The United States faces a changed reality in national security that requires us to deal with fleeting targets — whether violent extremists, criminal enterprises or new threats in cyberspace. All require the ability to detect, analyze and integrate data in near real time. Current satellite communications cannot provide reliable, robust delivery of actionable information to all the users who need it to support tactical operations and strategic policies.

We also face a changed reality in space: It is congested, contested and competitive, as senior Pentagon officials have so aptly described. More nations are placing more satellites in orbit and showing more muscle in demonstrating and defending them. These conditions, which intensify daily, place our U.S. government-developed space assets at risk and risk compromising the vital information these satellites provide to our military and intelligence community.

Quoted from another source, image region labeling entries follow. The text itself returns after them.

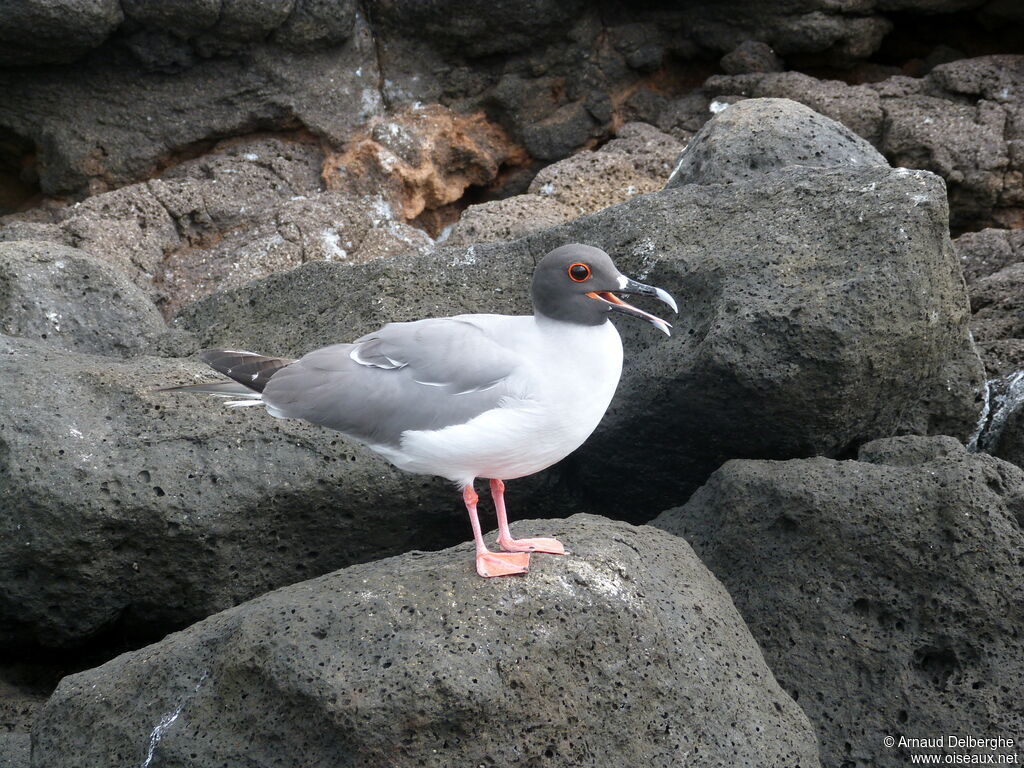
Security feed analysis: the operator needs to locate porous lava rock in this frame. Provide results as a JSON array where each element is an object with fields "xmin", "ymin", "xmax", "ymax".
[
  {"xmin": 33, "ymin": 515, "xmax": 818, "ymax": 768},
  {"xmin": 0, "ymin": 137, "xmax": 433, "ymax": 316},
  {"xmin": 179, "ymin": 99, "xmax": 983, "ymax": 519},
  {"xmin": 0, "ymin": 241, "xmax": 168, "ymax": 355},
  {"xmin": 668, "ymin": 98, "xmax": 888, "ymax": 186},
  {"xmin": 652, "ymin": 436, "xmax": 1024, "ymax": 768},
  {"xmin": 705, "ymin": 54, "xmax": 1024, "ymax": 231},
  {"xmin": 0, "ymin": 337, "xmax": 475, "ymax": 649},
  {"xmin": 324, "ymin": 105, "xmax": 526, "ymax": 219}
]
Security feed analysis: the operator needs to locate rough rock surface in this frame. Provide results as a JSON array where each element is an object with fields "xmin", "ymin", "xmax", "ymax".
[
  {"xmin": 529, "ymin": 123, "xmax": 683, "ymax": 216},
  {"xmin": 0, "ymin": 733, "xmax": 32, "ymax": 768},
  {"xmin": 324, "ymin": 105, "xmax": 526, "ymax": 219},
  {"xmin": 668, "ymin": 98, "xmax": 888, "ymax": 186},
  {"xmin": 8, "ymin": 0, "xmax": 1021, "ymax": 195},
  {"xmin": 0, "ymin": 241, "xmax": 168, "ymax": 355},
  {"xmin": 721, "ymin": 40, "xmax": 785, "ymax": 75},
  {"xmin": 954, "ymin": 229, "xmax": 1024, "ymax": 387},
  {"xmin": 444, "ymin": 123, "xmax": 682, "ymax": 246},
  {"xmin": 33, "ymin": 515, "xmax": 818, "ymax": 768},
  {"xmin": 653, "ymin": 437, "xmax": 1024, "ymax": 767},
  {"xmin": 705, "ymin": 55, "xmax": 1024, "ymax": 230},
  {"xmin": 0, "ymin": 16, "xmax": 383, "ymax": 195},
  {"xmin": 0, "ymin": 337, "xmax": 501, "ymax": 648},
  {"xmin": 0, "ymin": 137, "xmax": 432, "ymax": 315},
  {"xmin": 953, "ymin": 229, "xmax": 1024, "ymax": 288},
  {"xmin": 443, "ymin": 193, "xmax": 577, "ymax": 246},
  {"xmin": 180, "ymin": 103, "xmax": 983, "ymax": 519}
]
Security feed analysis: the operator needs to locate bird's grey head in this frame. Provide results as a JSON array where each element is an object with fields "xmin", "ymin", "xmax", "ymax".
[{"xmin": 530, "ymin": 243, "xmax": 678, "ymax": 335}]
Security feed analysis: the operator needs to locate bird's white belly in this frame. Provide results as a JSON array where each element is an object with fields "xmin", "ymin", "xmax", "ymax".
[{"xmin": 373, "ymin": 323, "xmax": 623, "ymax": 484}]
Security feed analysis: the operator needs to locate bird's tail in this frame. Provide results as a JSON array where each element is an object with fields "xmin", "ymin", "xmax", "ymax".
[{"xmin": 154, "ymin": 349, "xmax": 295, "ymax": 408}]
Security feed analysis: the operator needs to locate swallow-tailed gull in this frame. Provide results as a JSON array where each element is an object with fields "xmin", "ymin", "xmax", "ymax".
[{"xmin": 163, "ymin": 244, "xmax": 676, "ymax": 577}]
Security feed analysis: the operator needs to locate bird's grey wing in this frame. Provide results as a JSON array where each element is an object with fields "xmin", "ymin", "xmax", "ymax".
[{"xmin": 263, "ymin": 318, "xmax": 520, "ymax": 445}]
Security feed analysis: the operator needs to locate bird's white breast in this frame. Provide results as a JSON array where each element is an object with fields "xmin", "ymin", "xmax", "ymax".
[{"xmin": 374, "ymin": 315, "xmax": 623, "ymax": 483}]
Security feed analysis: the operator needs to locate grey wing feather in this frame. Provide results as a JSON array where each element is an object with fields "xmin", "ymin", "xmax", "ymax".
[{"xmin": 263, "ymin": 318, "xmax": 519, "ymax": 445}]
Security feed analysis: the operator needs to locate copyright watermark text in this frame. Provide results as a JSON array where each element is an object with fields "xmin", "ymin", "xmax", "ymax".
[{"xmin": 882, "ymin": 734, "xmax": 1020, "ymax": 765}]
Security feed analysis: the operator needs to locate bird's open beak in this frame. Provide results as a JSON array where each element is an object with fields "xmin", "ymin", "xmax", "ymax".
[{"xmin": 587, "ymin": 278, "xmax": 679, "ymax": 336}]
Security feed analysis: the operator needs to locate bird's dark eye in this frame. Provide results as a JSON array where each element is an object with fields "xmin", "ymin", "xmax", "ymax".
[{"xmin": 569, "ymin": 261, "xmax": 590, "ymax": 283}]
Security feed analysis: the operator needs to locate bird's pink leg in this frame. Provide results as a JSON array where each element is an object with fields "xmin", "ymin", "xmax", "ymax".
[
  {"xmin": 462, "ymin": 483, "xmax": 529, "ymax": 577},
  {"xmin": 490, "ymin": 479, "xmax": 565, "ymax": 555}
]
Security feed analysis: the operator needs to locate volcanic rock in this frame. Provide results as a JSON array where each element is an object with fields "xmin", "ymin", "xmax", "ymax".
[
  {"xmin": 705, "ymin": 55, "xmax": 1024, "ymax": 231},
  {"xmin": 179, "ymin": 100, "xmax": 983, "ymax": 520},
  {"xmin": 653, "ymin": 437, "xmax": 1024, "ymax": 767},
  {"xmin": 668, "ymin": 98, "xmax": 888, "ymax": 186},
  {"xmin": 0, "ymin": 337, "xmax": 475, "ymax": 648},
  {"xmin": 0, "ymin": 241, "xmax": 167, "ymax": 355},
  {"xmin": 33, "ymin": 515, "xmax": 818, "ymax": 768}
]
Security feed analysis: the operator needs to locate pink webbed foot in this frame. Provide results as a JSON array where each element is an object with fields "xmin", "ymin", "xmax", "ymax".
[
  {"xmin": 476, "ymin": 552, "xmax": 529, "ymax": 579},
  {"xmin": 498, "ymin": 538, "xmax": 565, "ymax": 555}
]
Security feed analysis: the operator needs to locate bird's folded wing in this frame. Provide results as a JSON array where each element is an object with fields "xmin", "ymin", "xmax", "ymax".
[{"xmin": 263, "ymin": 318, "xmax": 520, "ymax": 445}]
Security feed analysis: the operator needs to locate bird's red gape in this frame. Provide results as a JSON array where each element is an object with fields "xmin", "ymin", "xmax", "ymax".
[
  {"xmin": 490, "ymin": 479, "xmax": 565, "ymax": 555},
  {"xmin": 170, "ymin": 243, "xmax": 677, "ymax": 577}
]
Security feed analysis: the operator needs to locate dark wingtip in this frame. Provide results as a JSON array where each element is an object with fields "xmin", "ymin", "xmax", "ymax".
[{"xmin": 200, "ymin": 349, "xmax": 295, "ymax": 392}]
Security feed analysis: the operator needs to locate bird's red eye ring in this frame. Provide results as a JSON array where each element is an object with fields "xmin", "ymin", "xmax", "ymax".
[{"xmin": 569, "ymin": 261, "xmax": 590, "ymax": 283}]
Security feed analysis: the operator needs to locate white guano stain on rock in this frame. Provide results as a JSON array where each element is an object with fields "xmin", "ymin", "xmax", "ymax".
[{"xmin": 139, "ymin": 670, "xmax": 210, "ymax": 768}]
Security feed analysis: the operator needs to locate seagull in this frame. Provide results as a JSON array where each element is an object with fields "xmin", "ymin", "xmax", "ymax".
[{"xmin": 167, "ymin": 244, "xmax": 678, "ymax": 577}]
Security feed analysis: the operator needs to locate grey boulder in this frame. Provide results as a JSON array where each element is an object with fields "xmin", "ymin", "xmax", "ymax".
[
  {"xmin": 0, "ymin": 336, "xmax": 481, "ymax": 648},
  {"xmin": 0, "ymin": 241, "xmax": 168, "ymax": 355},
  {"xmin": 705, "ymin": 55, "xmax": 1024, "ymax": 231},
  {"xmin": 668, "ymin": 98, "xmax": 888, "ymax": 187},
  {"xmin": 178, "ymin": 105, "xmax": 983, "ymax": 507},
  {"xmin": 33, "ymin": 515, "xmax": 818, "ymax": 768},
  {"xmin": 653, "ymin": 436, "xmax": 1024, "ymax": 768}
]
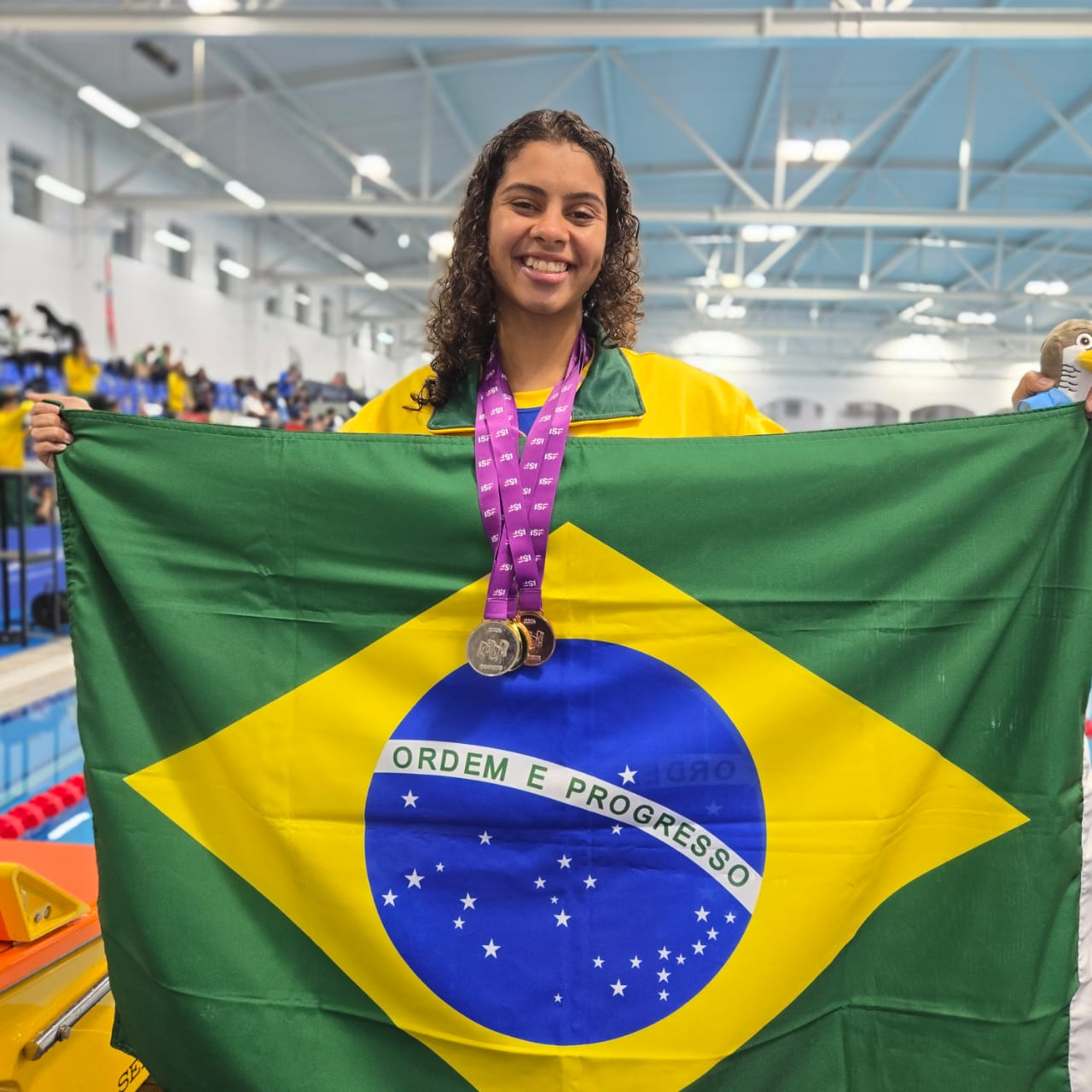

In the just-released National Space Policy, U.S. President Barack Obama rightly commits to nurturing the country’s space industry to support national needs, facilitate global competitiveness and advance U.S. leadership in developing new markets and innovative entrepreneurship.

The old ways of acquiring and providing satellite communications simply don’t work in an environment governed by our new realities. Providing both strategic and tactical intelligence in support of national security decision-making and operations requires a new approach. Congress can make our nation more secure and our troops better prepared for operations by changing the way we procure satellite communications services — and should do so with all due speed. Access, assessment and availability of critical information are the keys to protecting our national security in the future.

Congress and the administration should ensure that national security communications services delivered through or from space are robust, resilient and adaptable. This imperative requires diverse communications paths, multiple ground facilities and networks capable of operating while under attack. To this end, we must not only accelerate the acquisition of commercial satellite communications, but also reduce our dependence on foreign-owned providers, who now supply a preponderance of the Defense Department’s satellite communications services.

We should look to the group of American-owned and -operated small businesses and mid-tier providers that are particularly agile and responsive — they can mobilize quickly to deliver the right capabilities, provide a cost-effective solution to our government’s needs, and help to stimulate the shrinking U.S. aerospace industrial base.

For reasons of economy, efficiency and flexibility, the government should buy value-added services, not systems, whenever possible. That which can be commercially outsourced should be outsourced, sparing the government the need to develop satellite communications systems in an expensive and over-regulated government procurement environment.

Greater reliance on the commercial sector will facilitate the emergence of a new public marketplace for satellite communications services and open possibilities to attract private capital to that market. Already we see entrepreneurs bringing fresh ideas and new solutions that will enable us to have satellite communications services with the best attributes of commercial and military solutions — speedy deployment, flexibility on orbit, and attractive financial terms.

Today, the Department of Defense budgeting and procurement rules are obstacles to the efficient acquisition of these highly advantageous commercial services that could provide a much-needed, cost-effective and flexible solution.

Obtaining commercial military satellite communications does not require a technology breakthrough. Solutions available today in the marketplace can meet the military’s communications infrastructure requirements and can augment current space communications programs. These solutions can accommodate rapid, seamless integration with U.S. government and military operations through the use of existing government orbits and military terminals.

What we do need are new attitudes and new rules. Specifically, multiyear commitments should be made more flexible to attract private equity investors; the Office of Management and Budget should re-evaluate the rules that discourage the lease of dedicated military services that don’t have a commercial application; and our leadership should recognize the full potential of commercial capabilities on existing programs of record and future budget plans. Finally, when it is absolutely necessary to acquire systems, the government should insist on fixed-price contracts as the norm, putting the risk burden on industry rather than the taxpayer.

The Department of Defense needs access to dedicated satellite communications from the commercial marketplace. This augmentation of capabilities will provide a major increase in mission assurance across the broad spectrum of national security needs. The recent significant investment in intelligence, surveillance and reconnaissance collection only makes sense when the actionable information can be reliably delivered to operators on remote battlefields and to other intended users.

Congress and the president can and should act in the near term to make commercially provided satellite communications augmentation a reality — before the line goes dead.

 

Donald M. Kerr is a former principal deputy director of U.S. national intelligence and served as the nation’s 15th director of the National Reconnaissance Office.